Captain Muskysac stared dejectedly at the toes of his tall boots. “I don’t know—it's not quite the same. I take pride in my arrogantly aberrant behavior. Menacing maidens is an art form. I’m not really prepared for an experienced woman. I don’t want to just walk through the act half-heartedly.”

“Oh what the hell, I’m starting without you.” Ashley shouted, “Nay, nay dark ruthless master, don’t burst my preciously treasured carefully guarded and saved for sacred marriage maidenhead and ruin my chances for a peaceful, productive life and soak my virgin tight-as-a-kidskin-glove, pouting rosebud, woman’s secret cottage in the glen, quimmy with your steamy hot juices! Spare me, lava hot love god. I beg of you!”

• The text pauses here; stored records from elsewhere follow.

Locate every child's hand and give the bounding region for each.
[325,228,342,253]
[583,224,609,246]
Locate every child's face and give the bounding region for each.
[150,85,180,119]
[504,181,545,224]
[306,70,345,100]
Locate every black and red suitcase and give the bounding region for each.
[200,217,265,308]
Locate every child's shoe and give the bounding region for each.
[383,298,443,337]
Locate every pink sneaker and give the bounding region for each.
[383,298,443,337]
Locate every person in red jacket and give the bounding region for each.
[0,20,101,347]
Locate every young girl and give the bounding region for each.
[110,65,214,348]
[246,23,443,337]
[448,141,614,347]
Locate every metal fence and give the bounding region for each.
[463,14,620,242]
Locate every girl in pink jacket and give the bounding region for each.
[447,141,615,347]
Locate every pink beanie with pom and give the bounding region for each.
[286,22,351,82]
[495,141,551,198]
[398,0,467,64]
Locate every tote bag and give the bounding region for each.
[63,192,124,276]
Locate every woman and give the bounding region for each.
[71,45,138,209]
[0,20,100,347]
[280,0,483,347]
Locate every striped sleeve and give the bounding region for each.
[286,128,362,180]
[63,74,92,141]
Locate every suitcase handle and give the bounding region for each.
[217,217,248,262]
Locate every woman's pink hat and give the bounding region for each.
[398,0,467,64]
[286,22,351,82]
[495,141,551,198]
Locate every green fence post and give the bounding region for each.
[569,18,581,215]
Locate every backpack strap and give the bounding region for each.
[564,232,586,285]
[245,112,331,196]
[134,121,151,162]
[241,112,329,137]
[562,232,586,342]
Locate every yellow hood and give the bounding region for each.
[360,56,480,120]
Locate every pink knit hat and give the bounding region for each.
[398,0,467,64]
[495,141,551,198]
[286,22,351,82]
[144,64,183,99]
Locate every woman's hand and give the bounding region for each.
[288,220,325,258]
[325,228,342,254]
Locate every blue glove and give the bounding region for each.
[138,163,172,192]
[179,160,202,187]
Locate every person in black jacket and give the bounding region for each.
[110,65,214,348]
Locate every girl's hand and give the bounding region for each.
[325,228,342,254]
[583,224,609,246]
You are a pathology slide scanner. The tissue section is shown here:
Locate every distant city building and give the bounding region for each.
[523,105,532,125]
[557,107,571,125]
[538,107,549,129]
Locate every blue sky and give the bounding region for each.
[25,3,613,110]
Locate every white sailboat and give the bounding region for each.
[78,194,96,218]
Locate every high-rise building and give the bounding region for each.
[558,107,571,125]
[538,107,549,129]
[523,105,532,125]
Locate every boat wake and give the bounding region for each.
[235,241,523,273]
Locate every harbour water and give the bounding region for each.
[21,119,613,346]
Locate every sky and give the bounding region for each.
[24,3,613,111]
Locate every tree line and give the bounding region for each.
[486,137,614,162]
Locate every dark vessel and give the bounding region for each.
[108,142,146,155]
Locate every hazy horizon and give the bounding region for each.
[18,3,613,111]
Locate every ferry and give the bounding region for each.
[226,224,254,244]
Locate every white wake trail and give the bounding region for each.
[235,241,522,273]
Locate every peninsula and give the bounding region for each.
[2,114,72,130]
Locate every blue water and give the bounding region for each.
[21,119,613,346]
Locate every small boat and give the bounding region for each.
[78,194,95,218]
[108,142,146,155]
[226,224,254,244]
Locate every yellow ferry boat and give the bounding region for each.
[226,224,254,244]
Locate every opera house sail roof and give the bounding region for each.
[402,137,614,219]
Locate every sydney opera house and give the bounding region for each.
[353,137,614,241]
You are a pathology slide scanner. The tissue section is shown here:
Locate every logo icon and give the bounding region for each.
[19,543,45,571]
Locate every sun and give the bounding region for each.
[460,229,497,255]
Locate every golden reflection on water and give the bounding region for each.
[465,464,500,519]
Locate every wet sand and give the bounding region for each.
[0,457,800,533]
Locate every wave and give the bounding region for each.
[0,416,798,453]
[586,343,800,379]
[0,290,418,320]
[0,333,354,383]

Captain Muskysac’s expression was appalled. “You do realize Neverwash and others can hear you in the next cabin?” He whispered a tense warning.

“I don’t care! Lash me to yer throbbing purple yardarm, Hop’n jack me, Whip the pony, butter the biscuits, take me if you must, grease me with deck-wax, pin me flat and ravish me on your thick commanding masthead. Your mysteriously threatening knobby turgidness compels me to surrender!”

“My turgidness?”

“Yes, your stony, rock hard as iron, straight as a plank of wood, turgidness. Shove it in me, lord of my mattress! For you, my dewy quim is like a fragrant rose shyly opening its delicate silky pink petals to the first fair day of spring sunshine that we call love. My naughty lady slipper pouts, longs, desires, drools and oozes with love nectar waiting for you to take me again and again and again and again…

“All right already!” he announced as he tore at his laces and evacuated his threateningly turgid, inhumanly proportioned, mapped with veins, sweaty, salty manhood from his skintight period-correct breeches and let it thrust in all its twitching glory toward her startled face. “I’m going to slip you the sausage and mash the potatoes. Then I’m going to spill man-gravy all over your plate, and let it all soak in the sink until morning. I doubt you’ll walk upright for a week!”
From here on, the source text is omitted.